Jumping right in with your organic intersections, nice work here. You're piling them up in a manner that reflects a believable illusion of gravity, specifically in how they slump and sag around one another. There are two minor things I want you to keep in mind, but all in all you're doing well - draw through all of the ellipses you freehand two full times before lifting your pen, and drawing each sausage in its entirety will help you continue to develop your grasp of how these forms exist in 3D space and how they relate to one another within it as effectively as possible.

Continuing onto your animal constructions, there is similarly a lot you've done very well here, with a few points I can offer to help you continue to get the most out of these exercises. As I've got a mountain of critiques to get through today, I'll try and avoid any needless fluff and just focus on drilling down to the main points to get you moving forward as quickly as possible.

There are three main things we're going to discuss:

  • Use of additional masses

  • Leg construction

  • Head construction

Starting with your use of additional masses, your work here is actually by and large really solid - especially when it comes to how you're designing the silhouettes of each of those masses, being mindful of where you're placing inward curves, outward curves, and sharp corners. There are just a couple suggestions I have to push this further along:

  • The more we can have our masses fit together - so we can actually establish the relationships between them in 3D space - the more we can make our constructions feel grounded and solid. One relatively easy way to increase this in your constructions is to specifically look for opportunities to have the masses built up along their backs to come down along their sides and wrap around the masses at the shoulder and hip. Not only does this create more spatial relationships, but it also allows the masses to grip along the sides of the animals more strongly. Here's an example of what I mean.

  • You'll also notice that for the middle mass of the three I redraw on your horse, I made a couple changes - I both took your inward curve and turned it into a very shallow outward curve (remember that because there's nothing pressing down on the mass here, in order to keep it solid we can't use a more complex inward curve, and have to stick to outward ones), and I established how that middle mass piles atop the other two in three dimensions, establishing how it wraps around. I felt that this middle mass was drawn with more of a 2D overlap between the masses' shapes, that didn't translate as clearly into three dimensions.

Moving onto leg construction, I can see that you are by and large trying to stick to the sausage method, but you are somewhat liberal in the sausage shapes you're dealing with, and don't stick as closely as you could to the characteristics of simple sausages outlined at the top of the sausage method diagram.

Additionally, I noticed that you do tend to be somewhat minimalist when building up additional masses along your animals' legs. This inherently leads to some areas deviating from those characteristics of simple sausages, but also when building upon basic sausage structures it can cause is to miss out on useful opportunities to make our structures feel more solid and complex. As shown here on another student's work, it helps not to only focus on the obvious - like blending the joints between sausages, or capturing major changes to the leg's overall silhouette.
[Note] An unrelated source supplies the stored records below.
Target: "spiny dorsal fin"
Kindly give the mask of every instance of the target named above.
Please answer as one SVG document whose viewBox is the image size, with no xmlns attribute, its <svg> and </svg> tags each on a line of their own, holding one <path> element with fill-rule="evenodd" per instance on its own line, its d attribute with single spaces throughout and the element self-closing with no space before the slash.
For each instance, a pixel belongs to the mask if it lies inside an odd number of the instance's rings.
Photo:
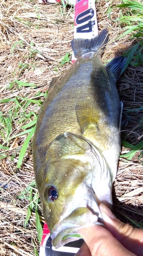
<svg viewBox="0 0 143 256">
<path fill-rule="evenodd" d="M 94 129 L 95 126 L 98 126 L 100 114 L 92 104 L 84 101 L 79 101 L 76 105 L 76 112 L 82 134 L 89 125 L 93 125 Z"/>
</svg>

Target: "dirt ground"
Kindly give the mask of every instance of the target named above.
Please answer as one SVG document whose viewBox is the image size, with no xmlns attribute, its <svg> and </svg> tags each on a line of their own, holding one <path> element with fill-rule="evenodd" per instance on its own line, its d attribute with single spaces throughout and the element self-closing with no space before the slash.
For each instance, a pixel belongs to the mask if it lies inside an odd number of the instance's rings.
<svg viewBox="0 0 143 256">
<path fill-rule="evenodd" d="M 114 2 L 115 5 L 120 1 Z M 96 4 L 99 31 L 107 28 L 109 33 L 102 56 L 104 63 L 136 42 L 129 35 L 118 39 L 124 28 L 109 18 L 106 11 L 111 3 L 102 0 Z M 52 79 L 71 65 L 69 61 L 63 66 L 60 63 L 68 52 L 71 57 L 74 10 L 68 6 L 64 10 L 59 4 L 40 4 L 36 0 L 3 0 L 0 6 L 0 254 L 31 256 L 35 255 L 35 248 L 39 248 L 36 204 L 42 225 L 44 223 L 40 203 L 36 201 L 37 190 L 32 183 L 32 138 L 19 168 L 17 162 L 31 129 L 25 125 L 35 120 Z M 117 18 L 119 14 L 115 9 L 111 18 Z M 123 120 L 129 120 L 122 138 L 133 146 L 139 143 L 141 145 L 133 147 L 131 159 L 120 158 L 113 186 L 115 214 L 125 222 L 131 223 L 133 220 L 140 225 L 143 222 L 142 73 L 142 66 L 129 66 L 118 83 L 124 103 Z M 19 81 L 34 86 L 23 86 Z M 122 154 L 130 150 L 128 145 L 122 146 Z M 31 216 L 25 227 L 33 200 Z"/>
</svg>

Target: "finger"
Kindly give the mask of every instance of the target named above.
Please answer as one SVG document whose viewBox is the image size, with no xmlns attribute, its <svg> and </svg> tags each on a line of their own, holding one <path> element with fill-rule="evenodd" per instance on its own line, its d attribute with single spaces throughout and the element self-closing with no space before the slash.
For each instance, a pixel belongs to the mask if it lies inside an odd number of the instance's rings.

Considering the forms that exist between these obvious ones not only helps us understand how the obvious ones fit together as part of a larger structure - they also help us think about other internal structural detail that we may be inclined to ignore if we're not paying enough attention.

And the last thing on the topic of legs, these notes should help you better understand how we can approach the construction of our animals' feet.

Onto the final category - head construction. Lesson 5 has a lot of different strategies for constructing heads, between the various demos. Given how the course has developed, and how I'm finding new, more effective ways for students to tackle certain problems. So not all the approaches shown are equal, but they do have their uses. As it stands, as explained at the top of the tiger demo page (here), the current approach that is the most generally useful, as well as the most meaningful in terms of these drawings all being exercises in spatial reasoning, is what you'll find here on the informal demos page.

There are a few key points to this approach:

  • The specific shape of the eyesockets - the specific pentagonal shape allows for a nice wedge in which the muzzle can fit in between the sockets, as well as a flat edge across which we can lay the forehead area.

  • This approach focuses heavily on everything fitting together - no arbitrary gaps or floating elements. This allows us to ensure all of the different pieces feel grounded against one another, like a three dimensional puzzle.

  • We have to be mindful of how the marks we make are cuts along the curving surface of the cranial ball - working in individual strokes like this (rather than, say, drawing the eyesocket with an ellipse) helps a lot in reinforcing this idea of engaging with a 3D structure.

Try your best to employ this method when doing constructional drawing exercises using animals in the future, as closely as you can. Sometimes it seems like it's not a good fit for certain heads, but with a bit of finagling it can still apply pretty well. To demonstrate this for another student, I found the most banana-headed rhinoceros I could, and threw together this demo.

Now, while there are definitely areas that you can certainly work on, as a whole I think you're doing well, and you've demonstrated that you should be able to apply what I've shared here on your own. Just be sure not to read through this feedback once and leave it at that - revisit it periodically to refresh your memory, and even take notes to help keep you focused on what needs your attention while you're working through these kinds of constructional drawing exercises.

So! I'll go ahead and mark this lesson as complete.